UCLA Anderson Forecast: No Recession, but Slower Economic Growth

UCLA Anderson Forecast: No Recession, but Slower Economic Growth

According to the latest economic forecast from UCLA Anderson, the looming threat of a recession has diminished. This can be attributed to expansionary fiscal policies, a new national industrial policy and continued consumer spending despite overall economic uncertainty.

UCLA Anderson states that the previously predicted “recession next quarter” has now dissipated due to these factors. However, they also note that growth in the U.S. economy will be tempered by high interest rates and slow inflation rates.

In California, employment growth was slower than expected but still outpaced national levels. However, this gap is expected to narrow as investment slows down and there is slower growth in the logistics sector.

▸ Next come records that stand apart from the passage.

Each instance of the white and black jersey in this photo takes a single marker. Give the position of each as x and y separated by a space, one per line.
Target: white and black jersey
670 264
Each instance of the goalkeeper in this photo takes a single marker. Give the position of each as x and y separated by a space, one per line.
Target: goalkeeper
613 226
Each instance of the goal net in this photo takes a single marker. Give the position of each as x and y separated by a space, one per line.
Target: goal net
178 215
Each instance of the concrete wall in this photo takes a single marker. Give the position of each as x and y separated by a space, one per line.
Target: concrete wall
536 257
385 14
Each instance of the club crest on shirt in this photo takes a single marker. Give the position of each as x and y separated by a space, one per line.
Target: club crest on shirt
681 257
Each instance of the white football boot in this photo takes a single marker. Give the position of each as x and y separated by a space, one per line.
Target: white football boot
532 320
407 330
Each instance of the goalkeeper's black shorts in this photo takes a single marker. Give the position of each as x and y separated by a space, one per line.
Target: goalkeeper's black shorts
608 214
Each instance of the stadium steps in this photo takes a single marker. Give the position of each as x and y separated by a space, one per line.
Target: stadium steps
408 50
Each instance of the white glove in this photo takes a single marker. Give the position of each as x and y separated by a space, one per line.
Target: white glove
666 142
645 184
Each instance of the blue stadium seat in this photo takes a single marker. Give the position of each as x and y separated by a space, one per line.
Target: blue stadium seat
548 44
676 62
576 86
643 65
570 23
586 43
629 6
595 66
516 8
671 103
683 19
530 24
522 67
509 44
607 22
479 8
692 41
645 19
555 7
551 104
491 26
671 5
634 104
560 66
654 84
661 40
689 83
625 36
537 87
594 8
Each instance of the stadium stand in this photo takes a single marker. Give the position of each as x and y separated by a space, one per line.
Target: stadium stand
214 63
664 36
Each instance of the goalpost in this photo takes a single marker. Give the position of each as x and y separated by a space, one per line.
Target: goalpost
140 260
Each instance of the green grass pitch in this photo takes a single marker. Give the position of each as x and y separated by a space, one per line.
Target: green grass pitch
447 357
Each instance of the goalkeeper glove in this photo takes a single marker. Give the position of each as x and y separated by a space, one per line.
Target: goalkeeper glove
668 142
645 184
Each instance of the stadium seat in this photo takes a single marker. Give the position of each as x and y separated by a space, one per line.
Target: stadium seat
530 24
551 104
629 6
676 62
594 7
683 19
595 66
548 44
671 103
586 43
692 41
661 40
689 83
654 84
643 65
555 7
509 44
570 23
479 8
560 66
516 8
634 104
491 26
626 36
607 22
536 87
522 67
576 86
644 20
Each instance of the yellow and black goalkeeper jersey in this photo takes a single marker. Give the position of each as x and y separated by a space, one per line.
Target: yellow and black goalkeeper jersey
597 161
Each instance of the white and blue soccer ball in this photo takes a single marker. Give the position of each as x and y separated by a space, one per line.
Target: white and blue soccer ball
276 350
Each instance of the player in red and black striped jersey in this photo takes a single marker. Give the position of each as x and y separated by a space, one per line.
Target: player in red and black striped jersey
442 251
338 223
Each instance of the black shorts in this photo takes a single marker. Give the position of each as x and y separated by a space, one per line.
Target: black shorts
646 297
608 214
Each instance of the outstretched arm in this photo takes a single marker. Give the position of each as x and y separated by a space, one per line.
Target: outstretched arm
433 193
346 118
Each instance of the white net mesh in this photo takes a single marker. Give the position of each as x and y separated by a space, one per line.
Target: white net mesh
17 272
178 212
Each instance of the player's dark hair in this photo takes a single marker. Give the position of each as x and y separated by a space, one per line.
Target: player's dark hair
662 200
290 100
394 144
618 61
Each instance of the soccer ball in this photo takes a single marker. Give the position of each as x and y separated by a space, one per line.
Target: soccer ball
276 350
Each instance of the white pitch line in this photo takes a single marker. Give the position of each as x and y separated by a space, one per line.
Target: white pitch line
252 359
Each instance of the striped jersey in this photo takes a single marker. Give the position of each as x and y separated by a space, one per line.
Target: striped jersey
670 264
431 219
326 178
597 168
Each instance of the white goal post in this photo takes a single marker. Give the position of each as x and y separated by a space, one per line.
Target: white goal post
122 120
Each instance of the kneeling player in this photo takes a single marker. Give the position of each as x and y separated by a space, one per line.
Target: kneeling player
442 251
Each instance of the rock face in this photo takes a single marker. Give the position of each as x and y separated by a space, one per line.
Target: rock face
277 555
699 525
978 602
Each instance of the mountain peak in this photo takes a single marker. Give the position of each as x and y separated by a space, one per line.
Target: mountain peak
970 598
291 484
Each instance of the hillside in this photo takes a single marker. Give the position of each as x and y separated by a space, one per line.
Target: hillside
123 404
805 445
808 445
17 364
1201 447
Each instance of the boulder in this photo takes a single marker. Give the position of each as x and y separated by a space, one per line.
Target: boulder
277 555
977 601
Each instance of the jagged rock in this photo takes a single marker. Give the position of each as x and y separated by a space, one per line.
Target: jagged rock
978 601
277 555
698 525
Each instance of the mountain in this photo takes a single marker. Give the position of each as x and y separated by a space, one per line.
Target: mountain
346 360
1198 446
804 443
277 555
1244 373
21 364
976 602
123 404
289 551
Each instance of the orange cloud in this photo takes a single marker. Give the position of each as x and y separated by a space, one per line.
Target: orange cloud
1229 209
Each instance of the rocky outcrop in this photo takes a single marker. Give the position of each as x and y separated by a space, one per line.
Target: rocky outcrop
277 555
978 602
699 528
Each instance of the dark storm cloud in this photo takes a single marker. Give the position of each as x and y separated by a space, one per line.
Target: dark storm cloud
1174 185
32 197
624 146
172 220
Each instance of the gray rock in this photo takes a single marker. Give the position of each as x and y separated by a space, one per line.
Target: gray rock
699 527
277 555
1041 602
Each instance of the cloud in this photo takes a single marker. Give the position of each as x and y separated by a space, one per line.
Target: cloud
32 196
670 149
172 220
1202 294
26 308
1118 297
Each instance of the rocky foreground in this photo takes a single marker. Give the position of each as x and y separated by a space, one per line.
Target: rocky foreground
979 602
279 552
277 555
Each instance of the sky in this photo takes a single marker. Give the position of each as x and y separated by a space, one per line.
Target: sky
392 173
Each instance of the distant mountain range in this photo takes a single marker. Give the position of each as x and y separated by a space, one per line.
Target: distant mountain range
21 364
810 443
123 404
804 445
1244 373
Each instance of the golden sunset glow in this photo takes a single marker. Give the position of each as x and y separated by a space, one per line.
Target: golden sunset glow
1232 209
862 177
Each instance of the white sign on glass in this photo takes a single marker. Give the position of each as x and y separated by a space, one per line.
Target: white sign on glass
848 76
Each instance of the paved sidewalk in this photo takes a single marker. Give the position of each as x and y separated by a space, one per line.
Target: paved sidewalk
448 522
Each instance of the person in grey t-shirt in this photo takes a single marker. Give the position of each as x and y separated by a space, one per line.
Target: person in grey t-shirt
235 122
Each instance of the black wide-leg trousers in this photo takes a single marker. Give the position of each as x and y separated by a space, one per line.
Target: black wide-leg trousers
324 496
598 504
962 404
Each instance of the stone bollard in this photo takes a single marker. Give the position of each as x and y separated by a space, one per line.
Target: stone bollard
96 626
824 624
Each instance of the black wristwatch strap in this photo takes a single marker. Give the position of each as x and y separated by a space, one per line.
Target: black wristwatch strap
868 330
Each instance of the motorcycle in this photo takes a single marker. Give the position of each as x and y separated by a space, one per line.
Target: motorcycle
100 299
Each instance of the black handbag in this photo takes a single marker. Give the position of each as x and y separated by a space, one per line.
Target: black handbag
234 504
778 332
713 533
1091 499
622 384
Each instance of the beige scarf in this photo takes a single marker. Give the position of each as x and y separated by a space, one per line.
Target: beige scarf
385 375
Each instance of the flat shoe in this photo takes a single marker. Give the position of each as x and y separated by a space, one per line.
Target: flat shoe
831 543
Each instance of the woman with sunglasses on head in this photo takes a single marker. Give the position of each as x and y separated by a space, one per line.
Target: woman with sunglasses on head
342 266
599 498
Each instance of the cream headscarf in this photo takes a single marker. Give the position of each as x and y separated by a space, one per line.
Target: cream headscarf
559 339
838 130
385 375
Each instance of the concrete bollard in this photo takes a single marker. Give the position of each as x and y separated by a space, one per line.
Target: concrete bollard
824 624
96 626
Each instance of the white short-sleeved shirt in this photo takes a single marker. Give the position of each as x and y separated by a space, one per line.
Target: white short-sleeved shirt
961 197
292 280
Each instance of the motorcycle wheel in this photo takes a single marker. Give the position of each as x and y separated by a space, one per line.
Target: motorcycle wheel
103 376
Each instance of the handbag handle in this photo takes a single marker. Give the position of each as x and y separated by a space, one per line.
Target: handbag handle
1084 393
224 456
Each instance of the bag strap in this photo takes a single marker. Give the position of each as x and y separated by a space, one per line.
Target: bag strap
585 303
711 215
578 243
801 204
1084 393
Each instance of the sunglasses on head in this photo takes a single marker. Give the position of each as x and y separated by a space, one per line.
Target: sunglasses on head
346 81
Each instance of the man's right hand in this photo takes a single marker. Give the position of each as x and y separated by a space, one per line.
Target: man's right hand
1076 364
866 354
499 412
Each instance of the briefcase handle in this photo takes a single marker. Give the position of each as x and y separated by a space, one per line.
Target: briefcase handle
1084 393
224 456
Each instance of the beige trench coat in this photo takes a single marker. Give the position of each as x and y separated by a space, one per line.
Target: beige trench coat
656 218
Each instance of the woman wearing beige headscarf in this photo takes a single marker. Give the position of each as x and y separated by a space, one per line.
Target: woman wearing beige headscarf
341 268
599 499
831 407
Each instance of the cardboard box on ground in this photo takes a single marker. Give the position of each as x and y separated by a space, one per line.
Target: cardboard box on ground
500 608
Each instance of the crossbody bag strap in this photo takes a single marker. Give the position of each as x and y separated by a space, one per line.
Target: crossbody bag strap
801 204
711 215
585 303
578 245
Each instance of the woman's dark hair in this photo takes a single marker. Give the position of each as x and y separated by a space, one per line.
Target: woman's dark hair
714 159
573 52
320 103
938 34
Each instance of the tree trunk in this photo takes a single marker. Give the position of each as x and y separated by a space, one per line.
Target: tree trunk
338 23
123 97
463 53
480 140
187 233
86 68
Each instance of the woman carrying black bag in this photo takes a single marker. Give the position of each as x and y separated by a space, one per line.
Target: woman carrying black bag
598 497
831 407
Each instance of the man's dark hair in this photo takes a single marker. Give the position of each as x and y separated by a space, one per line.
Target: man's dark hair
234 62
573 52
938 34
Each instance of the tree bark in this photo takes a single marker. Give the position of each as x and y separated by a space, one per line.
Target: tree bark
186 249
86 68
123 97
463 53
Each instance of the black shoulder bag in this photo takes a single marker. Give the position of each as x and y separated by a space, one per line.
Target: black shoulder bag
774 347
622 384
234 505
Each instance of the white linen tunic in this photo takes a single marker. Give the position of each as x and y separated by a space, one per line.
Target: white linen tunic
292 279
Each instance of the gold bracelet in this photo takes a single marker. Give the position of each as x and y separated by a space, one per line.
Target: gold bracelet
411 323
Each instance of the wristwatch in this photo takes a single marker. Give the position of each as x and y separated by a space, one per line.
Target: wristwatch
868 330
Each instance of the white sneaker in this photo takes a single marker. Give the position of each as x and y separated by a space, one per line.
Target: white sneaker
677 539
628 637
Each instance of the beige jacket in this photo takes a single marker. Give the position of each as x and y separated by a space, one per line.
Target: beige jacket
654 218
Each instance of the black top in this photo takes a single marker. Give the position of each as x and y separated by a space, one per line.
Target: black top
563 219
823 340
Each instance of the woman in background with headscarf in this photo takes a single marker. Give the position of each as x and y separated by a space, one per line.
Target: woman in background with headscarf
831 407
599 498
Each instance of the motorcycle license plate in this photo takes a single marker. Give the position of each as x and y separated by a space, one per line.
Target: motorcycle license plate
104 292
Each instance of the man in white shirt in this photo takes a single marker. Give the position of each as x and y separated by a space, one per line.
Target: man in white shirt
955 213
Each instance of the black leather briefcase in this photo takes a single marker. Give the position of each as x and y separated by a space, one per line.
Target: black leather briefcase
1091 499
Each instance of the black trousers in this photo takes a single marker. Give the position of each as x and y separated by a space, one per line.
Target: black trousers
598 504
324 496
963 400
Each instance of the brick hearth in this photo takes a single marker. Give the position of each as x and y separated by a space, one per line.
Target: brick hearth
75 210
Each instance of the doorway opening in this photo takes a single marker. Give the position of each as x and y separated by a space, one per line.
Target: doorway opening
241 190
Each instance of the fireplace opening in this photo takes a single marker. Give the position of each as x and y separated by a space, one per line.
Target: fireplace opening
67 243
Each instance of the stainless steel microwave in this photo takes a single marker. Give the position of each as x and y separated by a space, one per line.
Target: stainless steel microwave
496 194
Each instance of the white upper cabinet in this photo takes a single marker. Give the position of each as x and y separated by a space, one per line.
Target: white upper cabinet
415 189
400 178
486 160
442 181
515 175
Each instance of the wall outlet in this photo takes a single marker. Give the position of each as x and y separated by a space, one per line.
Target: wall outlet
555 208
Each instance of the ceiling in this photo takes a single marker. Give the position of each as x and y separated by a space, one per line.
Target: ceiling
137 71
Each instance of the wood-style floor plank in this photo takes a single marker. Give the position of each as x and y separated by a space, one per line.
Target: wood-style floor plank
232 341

This report from UCLA Anderson forecasts a future of steady economic growth without any mention of specific organizations or regions such as Connect CRE or Connect LA/Texas.

About the Publisher:
Steve Griffin is based in sunny Palm Harbor, Florida. He’s an accountant by profession and the owner of GRIFFIN Tax and REVVED Up Accounting. In addition, Steve founded Madison Avenue Technology. With a strong passion for commercial real estate, he’s also dedicated to keeping you up to date with the latest industry news.